"Gloria! Gloria! Is that you?" Her mother's voice sounded strange in Gloria's ears--shaken with emotion.

"Yes, mamma. I----"

"What has happened, child? Tell me, quick! I am nearly dead with worry. Are you all right?"

"Of course, mamma. I----"

"But where are you? Where were you all night? Are you sure everything is all right?"

Never had Gloria known her extremely clear-headed mother to be so wildly disturbed, so nervously incoherent.

"I have told you I am all right. I am up in the mountains, at our log house. Didn't Mr. Gratton tell you----?"

"Mr. Gratton?" Mrs. Gaynor was only more mystified. "He has told me nothing; I haven't seen him. I tried to phone him--oh, I have phoned everybody we know!--and he is out of town, and----"

But Gloria, panic-stricken by something her mother had said, cried: "You have phoned everybody! Oh, mamma! What--what do you mean?"

"When you didn't come in last night--I have been crazy with worry! I thought you might be spending the night with one of your friends; I thought that maybe something had happened and it was being kept from me. I rang up Georgia Stark and Mildred Carter and the Farrilees--and even the emergency hospitals. I thought----"

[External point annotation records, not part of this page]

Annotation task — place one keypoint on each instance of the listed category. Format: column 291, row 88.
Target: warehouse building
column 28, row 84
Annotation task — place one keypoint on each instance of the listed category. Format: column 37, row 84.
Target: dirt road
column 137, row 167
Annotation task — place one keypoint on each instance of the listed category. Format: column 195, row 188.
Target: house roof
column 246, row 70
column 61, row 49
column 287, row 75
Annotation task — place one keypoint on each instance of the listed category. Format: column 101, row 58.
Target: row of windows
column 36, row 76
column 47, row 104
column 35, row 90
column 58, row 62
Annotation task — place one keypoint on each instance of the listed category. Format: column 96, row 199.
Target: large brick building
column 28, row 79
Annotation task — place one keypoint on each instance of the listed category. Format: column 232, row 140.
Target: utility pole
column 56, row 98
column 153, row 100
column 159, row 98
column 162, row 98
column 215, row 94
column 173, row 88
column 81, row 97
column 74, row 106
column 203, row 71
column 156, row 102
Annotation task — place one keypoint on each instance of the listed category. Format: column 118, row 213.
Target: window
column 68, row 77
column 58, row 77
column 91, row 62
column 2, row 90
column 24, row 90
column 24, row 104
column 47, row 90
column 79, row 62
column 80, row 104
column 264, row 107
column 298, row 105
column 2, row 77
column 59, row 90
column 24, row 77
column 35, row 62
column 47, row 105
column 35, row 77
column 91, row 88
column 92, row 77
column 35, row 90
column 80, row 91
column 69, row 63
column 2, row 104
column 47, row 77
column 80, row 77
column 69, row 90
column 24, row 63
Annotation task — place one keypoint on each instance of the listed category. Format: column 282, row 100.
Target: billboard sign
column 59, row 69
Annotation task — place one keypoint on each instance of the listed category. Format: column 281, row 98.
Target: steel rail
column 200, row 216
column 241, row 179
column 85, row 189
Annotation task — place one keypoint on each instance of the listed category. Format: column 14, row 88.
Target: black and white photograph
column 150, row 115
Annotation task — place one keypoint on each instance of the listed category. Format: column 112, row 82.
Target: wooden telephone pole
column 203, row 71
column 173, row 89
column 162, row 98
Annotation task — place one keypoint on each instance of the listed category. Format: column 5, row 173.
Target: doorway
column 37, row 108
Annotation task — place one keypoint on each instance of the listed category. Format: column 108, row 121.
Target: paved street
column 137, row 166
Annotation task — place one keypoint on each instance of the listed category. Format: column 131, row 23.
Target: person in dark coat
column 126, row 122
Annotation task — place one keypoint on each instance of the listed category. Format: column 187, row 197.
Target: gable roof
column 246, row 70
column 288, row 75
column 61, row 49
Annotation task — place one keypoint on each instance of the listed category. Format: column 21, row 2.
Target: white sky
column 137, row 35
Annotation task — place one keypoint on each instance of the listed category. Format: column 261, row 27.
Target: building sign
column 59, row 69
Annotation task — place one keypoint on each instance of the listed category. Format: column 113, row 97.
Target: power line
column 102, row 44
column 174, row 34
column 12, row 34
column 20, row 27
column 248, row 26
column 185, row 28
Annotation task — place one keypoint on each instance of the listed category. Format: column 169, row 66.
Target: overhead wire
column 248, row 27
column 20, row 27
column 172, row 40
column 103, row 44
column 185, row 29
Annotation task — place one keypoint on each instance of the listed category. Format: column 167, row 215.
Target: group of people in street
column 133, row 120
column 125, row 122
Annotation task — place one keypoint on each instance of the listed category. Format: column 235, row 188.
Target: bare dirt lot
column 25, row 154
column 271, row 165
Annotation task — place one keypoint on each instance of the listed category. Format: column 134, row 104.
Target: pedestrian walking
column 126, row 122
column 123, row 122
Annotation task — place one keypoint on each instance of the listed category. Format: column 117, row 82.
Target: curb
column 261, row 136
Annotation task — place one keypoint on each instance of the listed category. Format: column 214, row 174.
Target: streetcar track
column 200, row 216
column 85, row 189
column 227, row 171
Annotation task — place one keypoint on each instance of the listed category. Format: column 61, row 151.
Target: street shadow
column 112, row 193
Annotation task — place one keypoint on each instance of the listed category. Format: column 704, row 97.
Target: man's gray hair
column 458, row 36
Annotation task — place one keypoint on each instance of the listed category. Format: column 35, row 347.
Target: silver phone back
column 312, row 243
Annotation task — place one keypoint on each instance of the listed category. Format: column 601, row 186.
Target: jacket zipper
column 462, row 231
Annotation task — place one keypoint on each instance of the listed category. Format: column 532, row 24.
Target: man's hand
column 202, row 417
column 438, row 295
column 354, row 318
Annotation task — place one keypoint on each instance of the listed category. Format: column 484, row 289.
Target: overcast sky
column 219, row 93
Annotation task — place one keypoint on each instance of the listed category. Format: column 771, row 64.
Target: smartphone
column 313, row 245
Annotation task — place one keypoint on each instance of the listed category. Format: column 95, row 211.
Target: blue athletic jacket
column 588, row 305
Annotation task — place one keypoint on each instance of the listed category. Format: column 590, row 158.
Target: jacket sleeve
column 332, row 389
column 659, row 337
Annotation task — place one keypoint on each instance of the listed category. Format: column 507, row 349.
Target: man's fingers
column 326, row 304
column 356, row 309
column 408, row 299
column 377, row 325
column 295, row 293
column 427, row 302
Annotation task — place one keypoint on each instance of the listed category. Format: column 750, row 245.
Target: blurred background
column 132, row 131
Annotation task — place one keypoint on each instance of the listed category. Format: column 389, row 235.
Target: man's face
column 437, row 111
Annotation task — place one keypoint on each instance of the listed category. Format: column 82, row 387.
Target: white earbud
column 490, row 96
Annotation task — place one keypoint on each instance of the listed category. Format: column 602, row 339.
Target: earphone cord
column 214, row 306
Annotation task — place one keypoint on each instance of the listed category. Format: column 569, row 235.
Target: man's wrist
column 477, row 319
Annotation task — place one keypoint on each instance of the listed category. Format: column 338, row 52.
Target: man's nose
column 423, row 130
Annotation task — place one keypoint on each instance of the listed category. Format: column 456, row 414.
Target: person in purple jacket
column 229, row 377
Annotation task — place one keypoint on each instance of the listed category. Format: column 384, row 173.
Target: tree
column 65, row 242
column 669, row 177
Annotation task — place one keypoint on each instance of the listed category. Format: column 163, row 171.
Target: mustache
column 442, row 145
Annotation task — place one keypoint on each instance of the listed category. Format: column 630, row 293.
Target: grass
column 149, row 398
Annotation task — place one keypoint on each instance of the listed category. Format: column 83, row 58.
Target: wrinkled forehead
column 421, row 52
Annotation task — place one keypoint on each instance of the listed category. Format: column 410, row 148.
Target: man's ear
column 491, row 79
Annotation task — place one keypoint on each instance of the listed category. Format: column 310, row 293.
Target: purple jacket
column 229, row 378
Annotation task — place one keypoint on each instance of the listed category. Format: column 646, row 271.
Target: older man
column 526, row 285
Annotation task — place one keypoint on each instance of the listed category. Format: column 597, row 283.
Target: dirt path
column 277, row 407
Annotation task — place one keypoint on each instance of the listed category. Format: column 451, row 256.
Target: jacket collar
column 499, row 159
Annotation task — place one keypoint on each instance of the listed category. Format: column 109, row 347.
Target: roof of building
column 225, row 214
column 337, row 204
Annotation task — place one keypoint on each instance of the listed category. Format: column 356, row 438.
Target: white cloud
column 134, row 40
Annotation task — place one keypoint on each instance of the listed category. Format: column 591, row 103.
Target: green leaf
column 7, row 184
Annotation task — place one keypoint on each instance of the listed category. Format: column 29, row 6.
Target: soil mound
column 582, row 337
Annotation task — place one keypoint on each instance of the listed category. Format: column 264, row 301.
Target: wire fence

The rest was only a meaningless buzzing in Gloria's ears; she sat speechless herself, bereft of all reason for a dull moment, then harbouring quick, clear thoughts, as swift, as vivid as lightning, and in the end as blinding by their very quality of blazing light. The newspapers!

Still, dominated subconsciously by the thought which had brought her to the telephone, Gloria managed before the connection was broken to beg her mother to come immediately to her at the log house; to tell every one that Gloria was with her father. Her mother promised; began asking questions, and Gloria said a bleak "good-bye" and hung up.

The newspapers. She sat there staring into space and seeing the San Francisco Chronicle and Examiner, hawked by newsboys, on stands, thrust under doors, going like spreading snowflakes of a big storm into post-offices, to racing trains, all over the land. Her mother had telephoned the emergency hospitals! Gloria could have wept in rage, screamed, thrown herself down and given over to paroxysms of weeping. But she only sat on, her face whiter and whiter, looking into emptiness and seeing headlines that towered as high as immense black cliffs. Her mother had telephoned Mildred Carter, that hateful, hateful, thrice-hateful Mildred Carter; had confessed that Gloria had gone out with Mr. Gratton; was gone all night, no one knew where; Mildred Carter who was as good as married to Bob Dwight of the Chronicle! And the emergency hospitals--Gloria with never a tear coming in her hour of greatest distress sat rocking back and forth on her chair, crying: "Oh, I wish I were dead!"